Yapp published textbooks on medical, surgical and paediatric nursing throughout her career. In her writing on paediatric nursing, she was among the first to advocate for children to be treated as children. Her textbook Practical Surgical Nursing for Probationers was positively reviewed by The Lancet as "a useful guide to a special subject."

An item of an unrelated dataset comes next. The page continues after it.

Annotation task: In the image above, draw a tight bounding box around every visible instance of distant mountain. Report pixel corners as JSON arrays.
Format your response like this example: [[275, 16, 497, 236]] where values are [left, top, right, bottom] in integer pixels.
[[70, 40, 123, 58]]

In 1925, Yapp resigned from her position of Matron, and from the Council of the GNC, due to a period of ill health and heart problems. On her retirement, The Poor Law Officer’s Journal wrote that:

"Miss Yapp was a member of this body in troublesome days. At that time it was no easy task to hold the claims of the poor law in surroundings distinctly hostile…Week after week, month after month, Miss Yapp put the poor law case … in the end they were compelled to acquiesce … the fight is over but the nursing side of the poor law in respect of state registration owes more to Miss Yapp than is realised, the whole poor law is in her debt."

Yapp died on 21 March 1934 at Ashwood House (a private asylum in Kingswinford, Staffordshire, England), aged 54.

In 2019, a commemorative plaque in Yapp's honour was unveiled at Tameside and Glossop Integrated Care NHS Foundation Trust.